WASHINGTON (July 28, 2017) – The R Street Institute welcomes today’s announcement by Food and Drug Administration Commissioner Scott Gottlieb that the administration will postpone a regulation, previously set to take effect this fall, that would force manufacturers to get agency approval for tobacco and nicotine products introduced to the market after February 2007. This costly process would, in practice, have resulted in the near complete elimination of harm-reduction tools like e-cigarettes from the market.

R Street Harm Reduction Policy Director Carrie Wade noted that this should be considered an important first step to reorient FDA regulation of tobacco products from a process designed to protect the sales and profits of the major cigarette makers to one designed to reduce tobacco-related addiction, illness and death.

“R Street has been one of the leading proponents of a harm-reduction approach to cigarette addiction, so to read today’s announcement feels like vindication that someone is listening,” Wade said. “It’s taken a little while, but it seems the FDA is beginning to realize something the scientific community woke up to years ago: policies aimed at destroying the e-cigarette market actually would result in the unintended consequence of more smokers sticking with traditional combustible cigarettes.”

Wade pointed to a study published this month in the British Medical Journal, using data from the FDA’s Tobacco Use Supplement to the Current Population Survey, which shows e-cigarettes contribute to significant increases in successful quit attempts across the country.

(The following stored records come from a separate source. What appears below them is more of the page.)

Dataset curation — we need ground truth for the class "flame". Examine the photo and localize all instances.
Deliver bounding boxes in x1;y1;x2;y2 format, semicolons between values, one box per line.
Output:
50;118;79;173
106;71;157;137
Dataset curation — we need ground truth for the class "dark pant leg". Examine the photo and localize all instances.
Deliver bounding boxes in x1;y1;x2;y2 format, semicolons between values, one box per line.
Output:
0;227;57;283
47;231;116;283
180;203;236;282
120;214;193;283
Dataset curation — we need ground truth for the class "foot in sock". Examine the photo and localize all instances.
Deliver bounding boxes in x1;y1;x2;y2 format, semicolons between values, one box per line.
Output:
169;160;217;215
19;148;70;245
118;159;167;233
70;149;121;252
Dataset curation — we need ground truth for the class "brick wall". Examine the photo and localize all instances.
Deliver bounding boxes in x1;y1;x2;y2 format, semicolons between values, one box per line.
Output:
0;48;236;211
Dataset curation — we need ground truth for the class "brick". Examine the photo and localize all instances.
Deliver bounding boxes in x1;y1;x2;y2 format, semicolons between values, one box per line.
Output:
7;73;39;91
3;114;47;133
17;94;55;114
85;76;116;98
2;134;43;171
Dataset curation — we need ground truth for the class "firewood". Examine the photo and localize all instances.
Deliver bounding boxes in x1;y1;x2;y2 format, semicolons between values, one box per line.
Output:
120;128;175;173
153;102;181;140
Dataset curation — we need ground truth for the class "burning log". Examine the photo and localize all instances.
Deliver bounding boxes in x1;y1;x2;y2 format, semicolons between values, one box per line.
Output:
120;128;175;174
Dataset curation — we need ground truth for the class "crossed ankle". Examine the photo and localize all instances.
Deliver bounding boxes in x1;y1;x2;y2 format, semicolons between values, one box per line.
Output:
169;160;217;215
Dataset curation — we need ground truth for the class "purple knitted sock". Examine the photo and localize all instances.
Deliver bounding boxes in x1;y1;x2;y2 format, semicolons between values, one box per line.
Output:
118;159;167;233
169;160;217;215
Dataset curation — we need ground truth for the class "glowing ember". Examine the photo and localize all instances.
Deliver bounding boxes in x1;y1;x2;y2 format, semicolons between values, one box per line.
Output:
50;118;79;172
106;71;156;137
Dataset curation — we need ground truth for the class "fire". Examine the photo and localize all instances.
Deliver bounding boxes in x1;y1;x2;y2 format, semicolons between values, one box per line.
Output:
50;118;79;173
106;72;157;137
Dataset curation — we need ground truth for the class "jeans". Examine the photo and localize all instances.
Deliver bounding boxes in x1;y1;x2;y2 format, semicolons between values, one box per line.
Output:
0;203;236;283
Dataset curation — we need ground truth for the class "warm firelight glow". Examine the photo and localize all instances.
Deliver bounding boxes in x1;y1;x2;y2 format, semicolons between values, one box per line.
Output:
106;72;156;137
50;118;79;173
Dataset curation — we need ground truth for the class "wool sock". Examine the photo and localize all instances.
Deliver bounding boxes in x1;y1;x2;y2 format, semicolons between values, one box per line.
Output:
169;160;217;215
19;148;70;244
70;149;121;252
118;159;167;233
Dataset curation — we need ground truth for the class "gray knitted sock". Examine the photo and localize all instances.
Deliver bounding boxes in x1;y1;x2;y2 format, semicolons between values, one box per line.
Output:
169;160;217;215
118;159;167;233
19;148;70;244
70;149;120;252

Today’s announcement is particularly helpful in allowing customized products offered by independent vape shops—most of whom do not have the resources to comply with the FDA ruling—to remain on the market. While additional steps will be required by the FDA and other federal agencies to support further enhancements to product development and to fully integrate a tobacco harm reduction component into current tobacco control programming, today’s news is likely to accelerate the remarkable recent declines in cigarette use in the United States.